People Resonate With the Person Behind Creative Work

If you have followed my work for awhile, you may know that I have a book called Be the Gateway, that helps you frame what you create as a gateway to ideas and stories that resonate with people. Or maybe you have heard me use the phrase “Human-Centered Marketing” to describe my methodology for helping writers reach their readers.

I know that many writers and creators want their work to speak for itself. They want the entire focus of people’s attention to be on what you create, and never on them. Of course, I respect that, and am a huge believer in having firm boundaries (more on that below.)

But I have always said that one’s platform is about communication and trust. This is different from how many view it, which is often more focused on one’s “Unique value proposition” or their “personal brand.” Bleh.

You are a gateway. And once you consider that, the question becomes… “a gateway to what?” You get to define that.

For years I have followed Nuseir Yassin and Alyne Tamir, two video creators who share on Instagram, Facebook, and TikTok. Nuseir has 21 million followers on Facebook, and Alyne has 2.8 million followers there. They share videos on travel and culture and so much else. For the past 6 years, they have been a couple. Then this week, they announced that they are breaking up. They shared a video explaining it:

Nuseir Yassin and Alyne Tamir

This of course, is incredibly personal, yet in the video they share the reasons they are splitting, and even address each other directly in the video. They have been clear about remaining friends, and about supporting each other. But of course, it is clearly a very difficult time for both of them. They didn’t have to share any of this.

Yet, they did.

What you see above is not people oversharing. It is them honoring the level of trust and connection that others feel with them. If you have followed Nuseir or Alyne over the years, chanced are you resonate deeply with them. Not just what they say, but with them as human beings. Them choosing to share in this manner is, to a degree, similar to how one would share with a friend.

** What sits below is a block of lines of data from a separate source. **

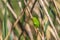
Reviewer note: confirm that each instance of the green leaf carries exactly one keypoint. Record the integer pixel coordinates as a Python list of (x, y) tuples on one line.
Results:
[(36, 22), (5, 28), (23, 4)]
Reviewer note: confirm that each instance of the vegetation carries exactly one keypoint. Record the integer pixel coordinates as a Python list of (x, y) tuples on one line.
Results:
[(29, 19)]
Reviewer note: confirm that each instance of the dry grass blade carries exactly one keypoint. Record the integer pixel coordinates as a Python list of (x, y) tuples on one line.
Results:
[(49, 18)]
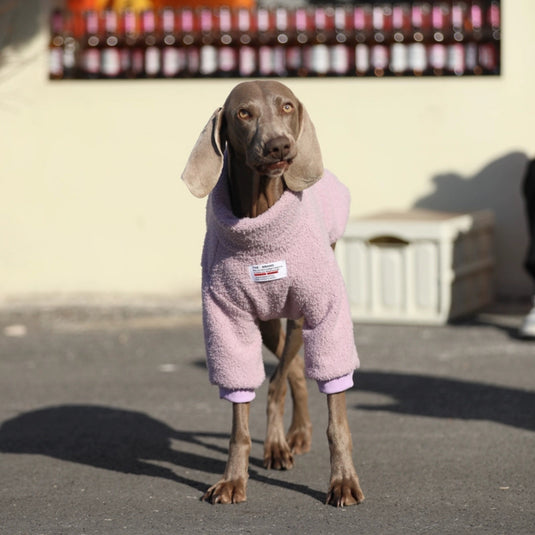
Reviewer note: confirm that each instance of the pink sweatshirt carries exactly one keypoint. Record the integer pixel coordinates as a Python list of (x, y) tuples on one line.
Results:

They are honoring the communication and trust they have spent years developing.

I am not suggesting that you need to be sharing publicly about your relationships, about your physical health, about your mental health or anything else. I am sharing the stories of Hank, Nuseir, and Alyne because too often we see sharing only as a risk. And while it is, I think it can be more than that.

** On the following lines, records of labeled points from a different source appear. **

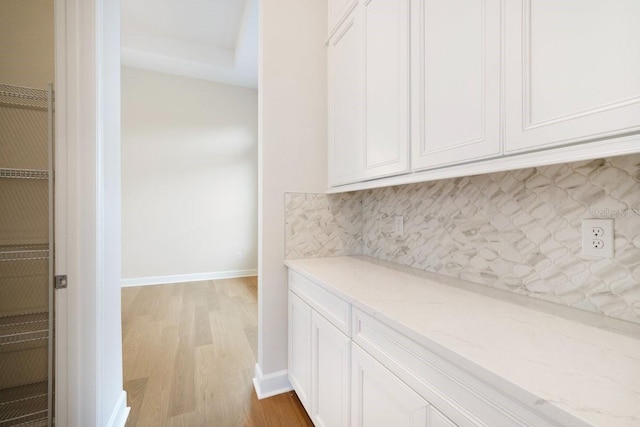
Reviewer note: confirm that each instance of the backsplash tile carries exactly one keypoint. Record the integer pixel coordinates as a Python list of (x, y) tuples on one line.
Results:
[(517, 230), (319, 225)]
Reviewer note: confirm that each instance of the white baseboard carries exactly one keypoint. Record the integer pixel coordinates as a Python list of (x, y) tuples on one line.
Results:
[(179, 278), (271, 384), (120, 413)]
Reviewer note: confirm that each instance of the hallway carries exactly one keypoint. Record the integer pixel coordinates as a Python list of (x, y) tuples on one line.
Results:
[(189, 351)]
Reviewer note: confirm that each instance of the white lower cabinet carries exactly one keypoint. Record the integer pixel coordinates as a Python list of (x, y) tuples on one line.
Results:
[(351, 369), (379, 398), (319, 352), (300, 349), (330, 374)]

We resonate with the human-side of what it means to create. The journey, the voice, the thing that makes you unique in all the universe. When you share that story, you are giving people so many more ways to discover and connect with what you create.

Establish Clear Boundaries in What You Share

I am a huge believer in establishing boundaries for what you share. When I’m working with writers, this is always something we discuss and get very specific about. Too many writers and creators feel that if they are going to share on social media, that they have to share about family, or how they spent there day, etc. You don’t.

Establishing boundaries for what you share and how you engage are critical for physical safety, mental, and psychological safety. Be proactive in determining what you will share and why, and then what you won’t share and why.

Having boundaries is the first step. Communicating them is the next. You don’t always have to do this, but I think that there are times it can be very useful and respectful to those you connect with.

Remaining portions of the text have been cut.